Debido a su cercanía con el volcán Paricutín, fue uno de los poblados afectados por su erupción, allá por el año de 1943.

Justo en el centro de la población, está la Capilla de la Inmaculada Concepción de Santa Rosa del Hospital de San Carlos y el hospital, ambos fechados el siglo XVI, son construcciones de piedra volcánica con techos de estructura de madera y, el hospital, además con teja de barro. La fachada original de la capilla desapareció y en su lugar la puerta posee solamente un arco de madera. En el interior luce una techumbre con un artesón de madera completamente cubierto por hermosas pinturas que representan alabanzas a María. Los colores predominantes en las pinturas son el blanco y el azul, ya que éstos son los relacionados con la Inmaculada Concepción.

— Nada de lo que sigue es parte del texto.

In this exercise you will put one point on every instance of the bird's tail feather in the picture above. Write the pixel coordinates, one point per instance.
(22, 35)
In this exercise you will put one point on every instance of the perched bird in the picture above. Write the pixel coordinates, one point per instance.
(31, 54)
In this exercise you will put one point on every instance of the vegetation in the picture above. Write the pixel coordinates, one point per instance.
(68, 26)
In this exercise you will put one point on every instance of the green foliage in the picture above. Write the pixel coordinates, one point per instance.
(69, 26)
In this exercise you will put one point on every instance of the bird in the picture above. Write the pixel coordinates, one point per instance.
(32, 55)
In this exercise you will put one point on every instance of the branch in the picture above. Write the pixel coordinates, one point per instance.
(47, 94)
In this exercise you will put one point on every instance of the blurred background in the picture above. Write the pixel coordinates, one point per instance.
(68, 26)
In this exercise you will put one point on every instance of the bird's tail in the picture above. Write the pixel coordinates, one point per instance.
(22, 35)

Sobre el costado sur de la capilla aún podemos observar lo que en su tiempo funcionara como hospital de indios, actualmente, en uno de sus espacios, se ha adaptado una pequeña tienda de venta de ropa bordada en punto de cruz, maravillosa artesanía que fabrican las mujeres de esta población.

Angahuan

Es una pequeña población enclavada en las laderas del Pico de Tancítaro, a escasos 32 kilómetros de la ciudad de Uruapan. Cuenta con un extraordinario conjunto hospitalario fechado en 1570. Como la mayoría de las construcciones franciscanas del siglo XVI, en el templo de Santiago Apóstol es muy notoria la destreza y desempeño de la mano de obra indígena, tanto en el diseño como en los detalles decorativos de la portada principal.

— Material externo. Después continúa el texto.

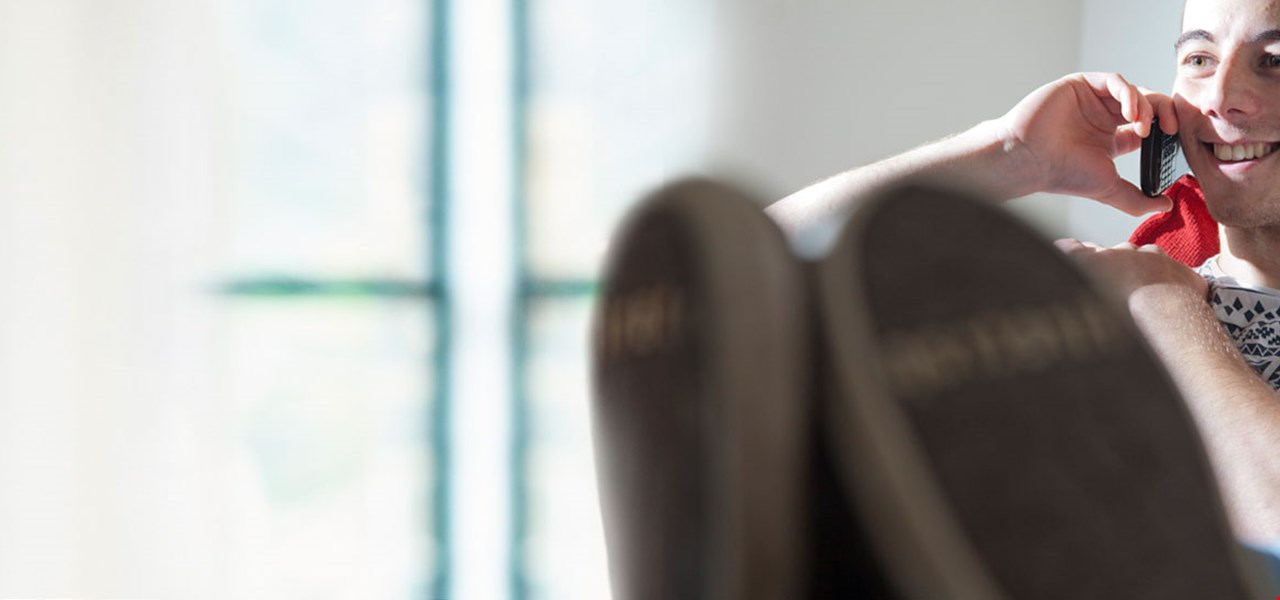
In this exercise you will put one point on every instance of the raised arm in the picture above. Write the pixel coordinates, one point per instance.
(1060, 138)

Está construida en piedra y adobe y, a diferencia de otros, su magnificencia se encuentra en la portada principal, no en las pinturas de su artesonado, ya que este templo carece de ellas.

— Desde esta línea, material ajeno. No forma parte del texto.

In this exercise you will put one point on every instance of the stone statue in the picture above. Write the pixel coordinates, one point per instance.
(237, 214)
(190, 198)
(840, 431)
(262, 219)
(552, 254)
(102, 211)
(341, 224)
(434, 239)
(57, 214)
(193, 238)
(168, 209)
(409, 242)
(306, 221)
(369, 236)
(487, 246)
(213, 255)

Su portada de acceso está considerada como uno de los mejores ejemplos del arte mudéjar en todo México. Está cubierta de riquísimos relieves fitomorfos, árboles de la vida que en sus ramas tienen ángeles y, sobre el arco, casi en el remate de la decoración, sobresale una imagen en altorrelieve del apóstol Santiago el Mayor, ataviado con su traje de peregrino.

San Lorenzo

Después de viajar 9 kilómetros llegamos a San Lorenzo. El templo parroquial conserva casi íntegra su fachada del siglo XVI y, frente a él, sobre lo que hoy es la plaza principal, pero seguramente formó parte del atrio parroquial, se puede apreciar su bella cruz atrial fechada en 1823. El atractivo arquitectónico de San Lorenzo lo constituye su huatapera y hospital que se localizan a un costado del anterior. Su artesonado interior está finamente decorado con pinturas que representan pasajes de la vida y obra de la Inmaculada Concepción de María y, a diferencia de los otros templos hay una serie de ofrendas florales dedicadas a la imagen de la Virgen.

Capacuaro

Desde la carretera se alcanza a ver el templo y accedimos a él tras cruzar un tianguis gastronómico que se instala los fines de semana. En su fachada de piedra destaca el pórtico de acceso tallado en cantera con fina decoración de conchas, querubines y diversos motivos fitomorfos. En términos generales, se puede afirmar que tal vez es el conjunto religioso más austero de todos, tal vez debido a su localización, un poco más afuera de la zona montañosa.

Así nos asomamos a esta región michoacana en nuestro cómodo Aprio de Nissan, y regresamos a casa contentos por apreciar más la habilidad de las manos indígenas purépechas, verdaderos artistas que dejaron alma y corazón en estas reliquias del arte religioso mexicano del siglo XVI y XVII.